La voiture diesel, longtemps saluée comme l'alternative écologique aux voitures à essence, perd du terrain. Les émissions truquées et la recherche scientifique sur les risques liés aux particules fines plombent en effet les ventes. De plus en plus de pays et de villes interdisent en outre les véhicules polluants. Bien que de nombreux arguments environnementaux s'appliquent également aux voitures à essence, nous constatons que dans les pays de l'UE, les ventes de voitures à essence profitent de la baisse de popularité des voitures diesels (voir figure 1). Le recul des immatriculations de véhicules diesels dans l'ensemble des pays de l'UE a été compensé par un accroissement des immatriculations de véhicules à essence.

Figure 1 - Désintérêt pour les véhicules diesels largement compensé par les voitures à essence (variation des immatriculations de voitures particulières neuves entre T1- T3 2017 et T1- T3 2018, en %)

Source: KBC Economics d'après European Automobile Manufacturers’ Association (ACEA)

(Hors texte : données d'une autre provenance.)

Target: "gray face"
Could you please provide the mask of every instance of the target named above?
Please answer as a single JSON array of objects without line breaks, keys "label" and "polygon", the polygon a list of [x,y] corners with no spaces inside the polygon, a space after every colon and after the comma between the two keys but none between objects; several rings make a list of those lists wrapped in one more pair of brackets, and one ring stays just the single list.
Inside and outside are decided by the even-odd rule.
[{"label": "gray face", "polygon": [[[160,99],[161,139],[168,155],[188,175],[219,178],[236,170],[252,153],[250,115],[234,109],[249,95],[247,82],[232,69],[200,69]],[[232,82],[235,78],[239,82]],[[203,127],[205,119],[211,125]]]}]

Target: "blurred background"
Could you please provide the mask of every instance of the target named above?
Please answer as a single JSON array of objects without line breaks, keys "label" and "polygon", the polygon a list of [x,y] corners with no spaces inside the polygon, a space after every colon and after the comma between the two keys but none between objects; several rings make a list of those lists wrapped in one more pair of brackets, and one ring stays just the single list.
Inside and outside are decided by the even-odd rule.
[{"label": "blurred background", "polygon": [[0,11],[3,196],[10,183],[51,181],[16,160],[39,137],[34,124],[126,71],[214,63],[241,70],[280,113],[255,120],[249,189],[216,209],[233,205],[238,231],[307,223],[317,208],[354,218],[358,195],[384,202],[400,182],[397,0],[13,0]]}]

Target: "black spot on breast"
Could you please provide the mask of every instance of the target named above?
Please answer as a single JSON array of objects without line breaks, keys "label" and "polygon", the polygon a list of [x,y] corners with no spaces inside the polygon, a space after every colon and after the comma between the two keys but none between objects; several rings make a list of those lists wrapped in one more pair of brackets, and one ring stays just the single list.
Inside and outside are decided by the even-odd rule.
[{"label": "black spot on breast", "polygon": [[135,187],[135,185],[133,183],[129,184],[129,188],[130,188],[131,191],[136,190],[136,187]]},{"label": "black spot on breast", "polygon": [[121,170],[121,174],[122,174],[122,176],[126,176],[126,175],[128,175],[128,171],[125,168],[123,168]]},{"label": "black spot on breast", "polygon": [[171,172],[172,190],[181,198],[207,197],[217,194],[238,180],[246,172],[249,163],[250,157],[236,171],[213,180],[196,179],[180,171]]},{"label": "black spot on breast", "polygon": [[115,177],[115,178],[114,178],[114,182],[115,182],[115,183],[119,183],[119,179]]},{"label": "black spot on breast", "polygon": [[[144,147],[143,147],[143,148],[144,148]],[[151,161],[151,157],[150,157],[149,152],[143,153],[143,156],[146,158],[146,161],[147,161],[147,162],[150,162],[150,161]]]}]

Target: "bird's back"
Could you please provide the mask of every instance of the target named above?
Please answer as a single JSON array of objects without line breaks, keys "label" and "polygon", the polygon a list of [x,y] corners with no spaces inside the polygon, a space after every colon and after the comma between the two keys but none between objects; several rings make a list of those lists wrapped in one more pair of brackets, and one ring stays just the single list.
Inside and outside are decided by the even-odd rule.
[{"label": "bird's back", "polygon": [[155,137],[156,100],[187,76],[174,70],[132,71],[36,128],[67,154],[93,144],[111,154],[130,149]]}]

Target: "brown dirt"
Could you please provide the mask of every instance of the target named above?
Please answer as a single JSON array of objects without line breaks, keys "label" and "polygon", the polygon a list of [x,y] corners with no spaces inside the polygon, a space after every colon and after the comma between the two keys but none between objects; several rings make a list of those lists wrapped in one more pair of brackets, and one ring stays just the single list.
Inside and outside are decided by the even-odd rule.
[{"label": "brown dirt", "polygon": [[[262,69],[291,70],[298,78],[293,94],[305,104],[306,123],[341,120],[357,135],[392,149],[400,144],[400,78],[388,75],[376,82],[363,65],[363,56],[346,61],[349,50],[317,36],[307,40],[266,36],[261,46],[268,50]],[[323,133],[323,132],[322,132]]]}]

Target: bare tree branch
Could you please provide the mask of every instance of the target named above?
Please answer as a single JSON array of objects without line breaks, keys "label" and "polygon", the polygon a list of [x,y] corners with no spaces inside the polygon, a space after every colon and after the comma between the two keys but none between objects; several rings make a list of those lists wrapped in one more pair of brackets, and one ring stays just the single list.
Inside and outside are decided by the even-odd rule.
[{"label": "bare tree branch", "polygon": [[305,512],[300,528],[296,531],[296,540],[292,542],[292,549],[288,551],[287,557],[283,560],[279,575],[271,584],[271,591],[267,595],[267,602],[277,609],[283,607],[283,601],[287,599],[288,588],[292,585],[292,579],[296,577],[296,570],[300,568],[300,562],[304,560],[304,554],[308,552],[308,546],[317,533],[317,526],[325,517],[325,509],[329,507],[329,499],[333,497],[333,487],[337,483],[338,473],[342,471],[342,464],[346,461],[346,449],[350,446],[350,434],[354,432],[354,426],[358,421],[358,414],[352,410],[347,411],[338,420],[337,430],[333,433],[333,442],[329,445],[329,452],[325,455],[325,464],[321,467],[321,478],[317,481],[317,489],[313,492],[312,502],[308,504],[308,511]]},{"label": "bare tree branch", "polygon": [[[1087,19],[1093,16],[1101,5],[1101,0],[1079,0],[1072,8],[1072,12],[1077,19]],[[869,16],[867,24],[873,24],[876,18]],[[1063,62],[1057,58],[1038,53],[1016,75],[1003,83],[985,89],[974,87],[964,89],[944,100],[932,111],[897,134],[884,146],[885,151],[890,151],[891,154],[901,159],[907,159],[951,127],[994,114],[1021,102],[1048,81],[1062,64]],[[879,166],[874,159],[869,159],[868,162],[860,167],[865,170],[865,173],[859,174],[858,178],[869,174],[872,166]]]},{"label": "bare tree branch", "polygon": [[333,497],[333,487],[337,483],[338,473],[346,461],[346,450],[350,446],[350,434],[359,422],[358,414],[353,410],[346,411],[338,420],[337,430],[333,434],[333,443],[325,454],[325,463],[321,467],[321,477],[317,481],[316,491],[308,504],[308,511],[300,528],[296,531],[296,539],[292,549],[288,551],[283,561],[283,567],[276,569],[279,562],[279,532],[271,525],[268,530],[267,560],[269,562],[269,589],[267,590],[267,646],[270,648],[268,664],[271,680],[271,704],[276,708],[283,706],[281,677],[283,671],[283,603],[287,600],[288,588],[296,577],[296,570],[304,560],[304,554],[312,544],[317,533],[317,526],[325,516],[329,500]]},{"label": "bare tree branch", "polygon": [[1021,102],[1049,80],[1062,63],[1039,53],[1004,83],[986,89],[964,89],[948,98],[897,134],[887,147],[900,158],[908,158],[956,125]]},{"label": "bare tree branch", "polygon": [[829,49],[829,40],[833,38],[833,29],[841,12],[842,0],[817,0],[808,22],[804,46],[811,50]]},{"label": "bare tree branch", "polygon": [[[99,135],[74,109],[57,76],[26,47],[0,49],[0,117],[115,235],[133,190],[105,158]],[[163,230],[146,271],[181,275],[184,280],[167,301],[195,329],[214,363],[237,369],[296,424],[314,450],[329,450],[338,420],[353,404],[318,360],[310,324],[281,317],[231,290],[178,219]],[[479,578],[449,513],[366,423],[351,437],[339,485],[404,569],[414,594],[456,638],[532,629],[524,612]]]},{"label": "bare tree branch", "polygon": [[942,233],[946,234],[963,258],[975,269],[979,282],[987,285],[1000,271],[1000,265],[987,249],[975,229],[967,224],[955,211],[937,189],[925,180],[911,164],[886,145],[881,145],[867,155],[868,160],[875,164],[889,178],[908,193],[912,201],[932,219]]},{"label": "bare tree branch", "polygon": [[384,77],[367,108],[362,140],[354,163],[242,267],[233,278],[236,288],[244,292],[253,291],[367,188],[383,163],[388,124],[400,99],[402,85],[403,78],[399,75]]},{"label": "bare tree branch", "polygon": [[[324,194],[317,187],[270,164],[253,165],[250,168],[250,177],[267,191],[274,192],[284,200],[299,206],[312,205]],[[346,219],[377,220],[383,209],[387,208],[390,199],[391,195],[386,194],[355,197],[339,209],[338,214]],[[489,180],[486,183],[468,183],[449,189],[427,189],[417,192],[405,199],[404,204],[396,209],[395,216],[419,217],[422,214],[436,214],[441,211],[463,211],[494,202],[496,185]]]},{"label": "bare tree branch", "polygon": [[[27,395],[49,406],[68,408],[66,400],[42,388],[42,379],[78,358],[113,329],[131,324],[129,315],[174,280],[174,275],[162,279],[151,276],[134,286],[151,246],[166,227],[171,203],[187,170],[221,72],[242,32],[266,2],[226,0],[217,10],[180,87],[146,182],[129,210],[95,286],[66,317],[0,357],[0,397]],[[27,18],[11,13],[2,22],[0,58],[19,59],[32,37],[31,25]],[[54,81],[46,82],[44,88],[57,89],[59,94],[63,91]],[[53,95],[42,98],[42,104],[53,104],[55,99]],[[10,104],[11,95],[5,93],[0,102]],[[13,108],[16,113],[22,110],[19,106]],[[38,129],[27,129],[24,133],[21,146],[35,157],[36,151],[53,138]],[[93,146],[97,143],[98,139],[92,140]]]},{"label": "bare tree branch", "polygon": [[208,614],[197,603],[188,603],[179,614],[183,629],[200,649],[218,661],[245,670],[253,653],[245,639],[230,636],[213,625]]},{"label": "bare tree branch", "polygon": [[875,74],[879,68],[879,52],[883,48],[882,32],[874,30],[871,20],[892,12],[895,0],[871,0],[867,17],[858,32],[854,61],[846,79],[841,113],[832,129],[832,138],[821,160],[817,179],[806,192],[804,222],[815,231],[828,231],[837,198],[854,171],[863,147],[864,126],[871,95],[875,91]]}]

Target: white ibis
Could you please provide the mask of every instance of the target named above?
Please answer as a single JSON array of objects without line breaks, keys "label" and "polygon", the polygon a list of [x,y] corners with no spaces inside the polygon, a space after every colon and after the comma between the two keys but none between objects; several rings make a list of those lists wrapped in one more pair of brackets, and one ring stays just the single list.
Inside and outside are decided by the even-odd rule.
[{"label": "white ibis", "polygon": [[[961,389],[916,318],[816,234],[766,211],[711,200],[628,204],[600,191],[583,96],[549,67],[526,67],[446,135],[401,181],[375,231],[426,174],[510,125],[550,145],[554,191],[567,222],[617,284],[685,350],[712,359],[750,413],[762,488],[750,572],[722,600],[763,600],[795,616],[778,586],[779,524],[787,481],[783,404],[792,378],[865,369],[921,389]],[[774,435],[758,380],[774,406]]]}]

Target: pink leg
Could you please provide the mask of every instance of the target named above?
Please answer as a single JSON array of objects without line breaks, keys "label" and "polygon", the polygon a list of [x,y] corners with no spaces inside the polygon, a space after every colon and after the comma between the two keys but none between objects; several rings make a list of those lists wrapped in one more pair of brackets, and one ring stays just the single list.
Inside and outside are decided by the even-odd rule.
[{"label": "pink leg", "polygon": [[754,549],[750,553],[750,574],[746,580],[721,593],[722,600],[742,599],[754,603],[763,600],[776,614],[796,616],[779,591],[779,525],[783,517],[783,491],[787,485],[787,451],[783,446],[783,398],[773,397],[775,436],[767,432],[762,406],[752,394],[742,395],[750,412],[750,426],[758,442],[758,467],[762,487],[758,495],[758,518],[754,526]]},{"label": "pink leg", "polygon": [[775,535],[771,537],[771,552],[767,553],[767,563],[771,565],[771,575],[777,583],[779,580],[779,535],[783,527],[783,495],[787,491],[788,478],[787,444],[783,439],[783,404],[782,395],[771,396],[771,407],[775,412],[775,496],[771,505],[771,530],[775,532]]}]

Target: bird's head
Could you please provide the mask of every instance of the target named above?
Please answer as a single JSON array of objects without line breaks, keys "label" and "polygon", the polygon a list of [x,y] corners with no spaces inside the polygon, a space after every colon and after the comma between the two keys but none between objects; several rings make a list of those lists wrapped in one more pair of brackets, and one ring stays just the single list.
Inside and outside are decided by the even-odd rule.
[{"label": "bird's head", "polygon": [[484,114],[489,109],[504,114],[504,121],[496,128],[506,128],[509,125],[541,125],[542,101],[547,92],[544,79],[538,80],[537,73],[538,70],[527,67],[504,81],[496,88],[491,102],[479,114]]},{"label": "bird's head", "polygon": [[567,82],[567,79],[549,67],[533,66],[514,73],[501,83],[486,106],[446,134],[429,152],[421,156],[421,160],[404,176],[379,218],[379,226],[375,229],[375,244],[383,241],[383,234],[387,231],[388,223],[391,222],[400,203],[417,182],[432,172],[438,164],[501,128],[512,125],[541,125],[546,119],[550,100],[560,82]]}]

La hausse du nombre de véhicules électriquement rechargeables (ECV ou Electrically Chargeable Vehicles) est encore plus frappante que la progression des immatriculations de voitures à essence . Entre les trois premiers trimestres de 2017 et les trois premiers trimestres de 2018, les immatriculations de ECV ont bondi de 40,2% dans l'UE, un chiffre qu'il convient toutefois de nuancer. Malgré la popularité croissante des systèmes de propulsion alternatifs, leur part dans les ventes totales de voitures reste négligeable. Ainsi, la part des ECV dans le total des immatriculations de véhicules neufs dans l'UE n'a été que de 1,8% durant les trois premiers trimestres de 2018. La voiture électriquement rechargeable reste donc un phénomène marginal à l'échelle du secteur automobile dans son ensemble.

Les pays les plus riches sautent le pas

Si de nombreux facteurs, tels que les infrastructures de recharge et l'autonomie, freinent la percée des véhicules électriques, le seuil le plus important à franchir pour l'achat d'un véhicule électrique reste pour beaucoup le prix d'achat. Malgré les fortes baisses de prix de ces dernières années, une voiture électrique demeure en effet beaucoup plus chère à l'achat qu'un modèle comparable à motorisation diesel ou essence.

La conduite électrique nécessite donc une capacité financière plus importante. Ce constat ressort aussi nettement des écarts de parts de marché des ECV entre pays de l'UE (voir figure 2). Globalement, la part des ECV dans les pays dont le PIB par habitant est le plus faible est inférieure à celle des pays dont le PIB par habitant est élevé. À l'exception de la Hongrie et du Portugal, la part de marché des ECV est inférieure à 1% dans tous les pays où le PIB par habitant est inférieur à 30 000 euros. Leur part de marché est environ deux fois plus élevée au-delà d'un PIB de 30 000 euros par habitant. Le champion absolu en termes de popularité des ECV est la Norvège, où leur part de marché dans les ventes de voitures neuves s'élève à pas moins de 46,7%.

Figure 2 - La part de marché des ECV est en moyenne plus élevée dans les pays plus riches

Source: KBC Economics d'après ACEA et Eurostat

Si nous rapportons ces données à l'échelle européenne, nous constatons une nette différence dans la pénétration du marché des voitures particulières rechargeables électriquement entre l'Europe septentrionale et occidentale d'une part et l'Europe méridionale, orientale et centrale d'autre part (voir figure 3).

Figure 3 - Répartition Nord-Sud et Est-Ouest de la popularité de la conduite électrique (part de marché des ECV dans les nouvelles immatriculations de voitures particulières sur la période T1-T3 2018, en %)

Source: KBC Economics d'après ACEA

Les autorités peuvent faire la différence

La richesse d'un pays n'est toutefois pas le seul déterminant de la popularité des ECV. Des études menées par l'International Council on Clean Transportation et le Parlement européen révèlent un lien évident entre la part de marché des véhicules électriques et l'aide des autorités à l'achat et à la possession d'une voiture électrique. Cette aide des autorités comprend également les investissements publics dans les infrastructures de recharge. Et ici aussi, les différences entre pays de l'UE sont importantes. Ainsi, en Estonie, en Lituanie et en Pologne, pays où le pourcentage des ECV dans les nouvelles ventes est proche de 0%, les mesures gouvernementales visant à encourager les ventes de véhicules électriques sont inexistantes. Le nombre de bornes de recharge publiques y est en outre très limité (respectivement 384, 102 et 552 (chiffres de Rijwiel en Automobiel Industrie en 2018)).

De l'autre côté du spectre se trouve la Norvège, championne du monde absolue des voitures électriques. Les autorités norvégiennes mènent depuis des années une politique de promotion des voitures électriques sans précédent. Les voitures électriques sont exonérées des péages, des frais de ferries et de la taxe carbone dans les villes. Elles peuvent en outre stationner gratuitement et emprunter les bandes de circulation réservées aux bus. Les chiffres de ventes très élevés en Norvège, beaucoup plus que dans les pays de l'UE affichant des niveaux de PIB comparables, indiquent qu'une aide publique solide, financière et/ou non financière, peut influencer activement la transition énergétique dans le secteur automobile, tout au moins dans les pays où le niveau du PIB par habitant est suffisamment élevé.